This is not a navigation/game environment; it is a process-control environment where incorrect sequencing (for example, refunding before policy verification) reduces score.
## Enhanced Domain Explanation
This environment simulates a customer support ticket resolution system. The agent must navigate through a structured workflow to resolve tickets efficiently and safely. The core challenge lies in adhering to policy constraints while optimizing for resolution speed and accuracy.
### Example Episode Walkthrough
Here is a detailed walkthrough of an example episode for `task_easy_1`:
1. **Reset**:
- Observation: A refund ticket from `USR-A1` with open status and `step_count=0`.
2. **Action 1**: `check_policy({})`
- Tool output: Refund policy for accidental purchases.
- Reward: Increases for verifying the policy.
3. **Action 2**: `issue_refund({"amount": "full"})`
- Tool output: Refund confirmed.
- Reward: Increases for correct remediation.
4. **Action 3**: `close_ticket({"resolution": "refunded"})`
- Episode ends.
- Final score: Near-optimal.
### Visual Representation
A flowchart or diagram can be added here to visually represent the episode flow.
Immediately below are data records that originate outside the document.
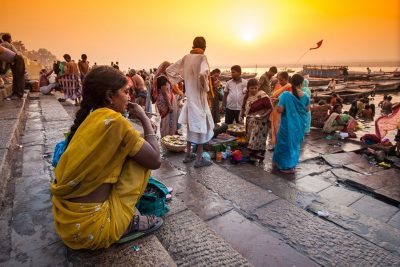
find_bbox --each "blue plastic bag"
[51,139,67,168]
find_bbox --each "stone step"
[0,84,12,104]
[164,154,400,266]
[307,199,400,256]
[0,91,27,206]
[36,96,250,266]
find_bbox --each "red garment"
[375,106,400,140]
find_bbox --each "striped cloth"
[59,74,82,100]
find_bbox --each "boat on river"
[313,85,375,103]
[375,80,400,92]
[219,71,257,81]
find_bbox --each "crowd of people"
[0,33,400,249]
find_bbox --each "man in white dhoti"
[166,37,214,168]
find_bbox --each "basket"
[162,143,186,152]
[228,130,246,137]
[227,124,246,137]
[161,135,186,152]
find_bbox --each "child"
[330,93,343,107]
[382,96,393,114]
[394,120,400,158]
[378,95,387,108]
[240,79,272,160]
[223,65,247,124]
[349,100,358,118]
[361,104,374,120]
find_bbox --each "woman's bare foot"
[279,169,296,174]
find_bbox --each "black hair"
[63,54,71,60]
[67,66,128,147]
[369,104,375,117]
[269,66,278,74]
[1,33,11,42]
[231,65,242,73]
[247,78,258,92]
[211,69,221,75]
[332,104,342,113]
[278,71,289,81]
[286,72,304,98]
[193,36,206,50]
## Episode Walkthrough (Concrete Example)
Example: `task_easy_1` accidental purchase refund.
1. Reset
- Observation includes refund ticket from `USR-A1`, open status, step_count=0.
2. Action 1: `check_policy({})`
- Tool output returns refund policy for accidental purchase.
- Reward increases for policy verification.
3. Action 2: `issue_refund({"amount": "full"})`
- Tool output confirms refund.
- Reward increases for correct remediation.
4. Action 3: `close_ticket({"resolution": "refunded"})`
- Episode ends.
- Final score reaches near-optimal band.
Flow (high-level):
```
reset -> check_policy -> issue_refund -> close_ticket -> done
```
## Task Set and Difficulty Progression
The environment contains 4 tasks, including 3 required benchmark tasks with increasing difficulty.
| Task | Difficulty | What changes vs previous | Typical Horizon | Stochasticity | Expected Optimal Score |
|---|---|---|---:|---|---:|
| `task_easy_1` | easy | Baseline accidental purchase refund flow | 3 | Low | 0.99 |
| `task_medium_1` | medium | Adds policy-conflict trap: must reject invalid refund | 3 | Low | 0.99 |
| `task_hard_1` | hard | Requires data fetch + correct escalation reason + customer communication | 3 | Medium | 0.99 |
| `task_fraud_detection` | hard | Adds chargeback-based fraud risk and denial behavior | 4 | Medium | 0.99 |
Difficulty metadata is encoded in [env/tasks.py](env/tasks.py).
## Action Space
- `fetch_user_data(user_id)`
- `check_policy(issue_type)`
- `issue_refund(amount)`
- `reply_to_customer(message)`
- `escalate(reason)`
- `close_ticket(resolution)`
## Observation Space
Observation object fields:
- `ticket`
- `available_actions`
- `system_message`
- `history`
- `tool_output`
- `step_count`
Schema is documented in [openenv.yaml](openenv.yaml).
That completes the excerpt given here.